Outra conhecida crítica das remoções de favelas e bairros pobres em função dos mega-eventos é a urbanista, professora da FAU-USP (Faculdade de Arquitetura e Urbanismo) e relatora especial da ONU para a moradia adequada, Raquel Rolnik. Ela explica porque os países ditos emergentes estão sendo os alvos prediletos da Fifa e do COI para a realização dos mega-eventos.
— Essa cidade vai ser mostrada. Essa cidade vai ser exibida para o mundo inteiro. É uma espécie de estande de vendas gratuito, internacional, que vai construir uma imagem de cidade ligada ao evento. Índia, Brasil, Rússia, China, os Brics, são eles a bola da vez, África do Sul. São países que são as novas fronteiras de exploração do mercado mundial. E as remoções são fruto da valorização imobiliária de determinados espaços nesses locais que abrigam os mega-eventos. São locais que se transformaram em vitrine global. São espaços que passam a ser disputados por atores que têm uma situação financeira infinitamente maior do que os atores locais — explica.
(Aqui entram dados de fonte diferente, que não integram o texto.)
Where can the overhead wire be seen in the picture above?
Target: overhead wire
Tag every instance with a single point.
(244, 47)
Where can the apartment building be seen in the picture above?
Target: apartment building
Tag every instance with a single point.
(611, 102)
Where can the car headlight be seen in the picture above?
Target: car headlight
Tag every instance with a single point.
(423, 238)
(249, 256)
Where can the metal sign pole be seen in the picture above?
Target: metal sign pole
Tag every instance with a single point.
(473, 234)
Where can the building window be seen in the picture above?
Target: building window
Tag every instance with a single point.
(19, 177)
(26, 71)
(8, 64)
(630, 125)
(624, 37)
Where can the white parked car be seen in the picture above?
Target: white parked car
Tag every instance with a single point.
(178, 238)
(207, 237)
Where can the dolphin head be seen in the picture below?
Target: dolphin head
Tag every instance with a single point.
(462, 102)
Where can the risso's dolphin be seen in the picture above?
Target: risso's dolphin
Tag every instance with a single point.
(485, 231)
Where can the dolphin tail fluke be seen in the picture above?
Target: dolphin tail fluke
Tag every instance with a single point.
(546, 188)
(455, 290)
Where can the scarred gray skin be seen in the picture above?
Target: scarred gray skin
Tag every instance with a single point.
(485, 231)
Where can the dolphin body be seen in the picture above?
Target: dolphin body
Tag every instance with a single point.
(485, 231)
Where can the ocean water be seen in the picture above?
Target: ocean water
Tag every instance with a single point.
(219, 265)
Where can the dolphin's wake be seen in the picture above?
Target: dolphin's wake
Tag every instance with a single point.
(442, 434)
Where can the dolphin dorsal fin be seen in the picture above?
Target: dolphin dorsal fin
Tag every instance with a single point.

Além disso, a especialista critica o projeto habitacional Minha Casa, Minha Vida do gerenciamento PT-Dilma. Os imóveis construídos pelo projeto são o destino da maioria das famílias removidas compulsóriamente de suas casas em função dos mega-eventos. No Rio de Janeiro, a maioria desses “condomínios” são dominados por grupos paramilitares e não possuem hospitais, creches, escolas, farmácias e mercados por perto.
— Existe uma diferença muito grande entre política habitacional e política industrial de produção de casas, que é a natureza do projeto Minha Casa, Minha Vida, em uma perspectiva econômica contracíclica e em resposta à crise econômica de 2008 e 2009 — diz.
— Do ponto de vista humano, a questão da moradia é a porta de entrada para os outras questões, como saúde, trabalho, educação, condições de sobrevivência, tudo isso é violado no momento em que a pessoa é arrancada de sua casa, muitas vezes, já em condições precárias, para outro lugar onde ela estará sujeita a uma condição pior ainda. Então, óbviamente, essa pessoa vai ter que se deslocar de volta para uma condição também precária, no mesmo lugar — conta Raquel, que critica também a falta de informações sobre as remoções de favelas e bairros pobres.
— Outra violação básica é o não direito à informação e o não direito à participação. Ninguém sabe o que será feito nos locais de remoção, quantas pessoas já foram removidas, nada — Rolnik diz que o mais curioso é que estão sendo removidas compulsóriamente inclusive as pessoas que têm seus imóveis regularizados junto às prefeituras de suas cidade.
— A coisa mais paradoxal é que estão sendo removidas pessoas que têm posse legal de suas casas. A constituição de 1988 reconheceu a posse de pessoas que ocuparam espaços públicos ou privados por não terem condições de acesso à moradia dígna. Quando a pessoa é removida, ela tem duas opções, compensação financeira e reassentamento. Não pode deixar ninguém sem casa, sem teto, e não pode impor uma condição de moradia pior do que a pessoa tem. Nenhuma dessas regras está sendo cumprida. E não é por acaso que as obras vão cair por cima das comunidades. É para sair mais barato — denuncia.